Source: classfmonline.com

Ayariga hasn’t passed test yet - Frank Davies

Hassan Ayariga speaking to some journalist at the court premises Hassan Ayariga speaking to some journalist at the court premises

Mr Hassan Ayariga and his lawyers should not “deceive” themselves that Friday’s High Court ruling ordering the Electoral Commission to give the APC flag bearer the chance to correct mistakes he made on his nomination forms for which reason he was disqualified from the race, is an automatic scaling of the nomination hurdle, private legal practitioner Frank Davies has said.

“The fact that you have been ordered to go and correct whatever anomalies there are on your forms does not necessarily mean that you have passed the test of the nomination.

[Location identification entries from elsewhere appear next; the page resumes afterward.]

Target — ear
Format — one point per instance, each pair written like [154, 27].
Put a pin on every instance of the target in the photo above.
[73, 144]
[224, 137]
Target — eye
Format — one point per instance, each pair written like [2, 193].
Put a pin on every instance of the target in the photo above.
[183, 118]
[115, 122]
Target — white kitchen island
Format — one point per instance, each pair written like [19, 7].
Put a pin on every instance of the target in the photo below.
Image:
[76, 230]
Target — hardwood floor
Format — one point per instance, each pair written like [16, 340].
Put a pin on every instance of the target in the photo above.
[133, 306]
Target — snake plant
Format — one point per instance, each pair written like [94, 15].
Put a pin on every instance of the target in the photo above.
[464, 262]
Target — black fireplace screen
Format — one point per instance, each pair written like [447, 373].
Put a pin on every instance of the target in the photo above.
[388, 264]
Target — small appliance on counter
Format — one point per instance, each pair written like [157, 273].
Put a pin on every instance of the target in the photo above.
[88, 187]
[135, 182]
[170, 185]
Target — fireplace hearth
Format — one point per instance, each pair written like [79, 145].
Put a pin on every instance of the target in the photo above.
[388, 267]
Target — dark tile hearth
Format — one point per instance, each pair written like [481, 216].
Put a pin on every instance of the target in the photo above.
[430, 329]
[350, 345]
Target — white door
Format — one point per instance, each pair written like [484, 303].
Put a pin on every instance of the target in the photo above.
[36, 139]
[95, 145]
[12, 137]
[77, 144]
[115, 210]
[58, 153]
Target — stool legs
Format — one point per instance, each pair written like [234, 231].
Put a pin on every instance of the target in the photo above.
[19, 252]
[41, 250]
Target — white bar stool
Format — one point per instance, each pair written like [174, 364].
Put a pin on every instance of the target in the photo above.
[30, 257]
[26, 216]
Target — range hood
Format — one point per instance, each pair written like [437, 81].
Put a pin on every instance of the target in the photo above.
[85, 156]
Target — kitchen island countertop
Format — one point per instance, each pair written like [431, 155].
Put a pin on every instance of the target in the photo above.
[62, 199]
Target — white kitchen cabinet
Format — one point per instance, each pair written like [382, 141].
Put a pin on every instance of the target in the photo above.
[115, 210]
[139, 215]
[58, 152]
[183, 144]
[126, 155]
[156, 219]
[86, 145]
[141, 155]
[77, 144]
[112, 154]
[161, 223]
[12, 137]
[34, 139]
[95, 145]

“So, if you have been given a chance to go and correct, what comes after the correction? So it’s not cast in stone. Nobody should deceive himself or herself …” Mr Davies told Naa Dedei Tettey on 12Live on Class91.3FM on Friday shortly after the court ruling in response to Mr Ayariga’s lawyer Maxwell Logan who argued that: “I find no logical reason why any decision in the Supreme Court should affect us…”

The Supreme Court will on Monday, 7 November determine a certiorari application filed by the EC to quash a similar ruling by a High Court in favour another disqualified nominee, Dr Papa Kwesi Nduom, flag bearer of the Progressive People’s Party.

Mr Davies said: “The Supreme Court is going to determine the essence of the very rulings that have been given in those courts. That is why it is the highest court of the land. … So if what has happened in the High Court is not in reflection with what the Supreme Court is going to say on Monday, nobody can stand on that ruling. That ruling in law becomes recused. So I think we should all wait for what the Supreme Court will say.”

Mr Logan, however, argued that: “Mr Davies’ position, in my view, is wrong. When a court makes a pronouncement, and there is a similar matter concerning different parties in a superior court, the decision of the superior court does not automatically affect the judgement of the lower court unless the losing party in the lower court comes by way of an appeal to the lower court and says: set aside the decision because the Supreme Court has decided otherwise.

So there will be no automatic effect on the decision of Justice Charway today unless the EC effects an appeal or a certiorari process in the Supreme Court.”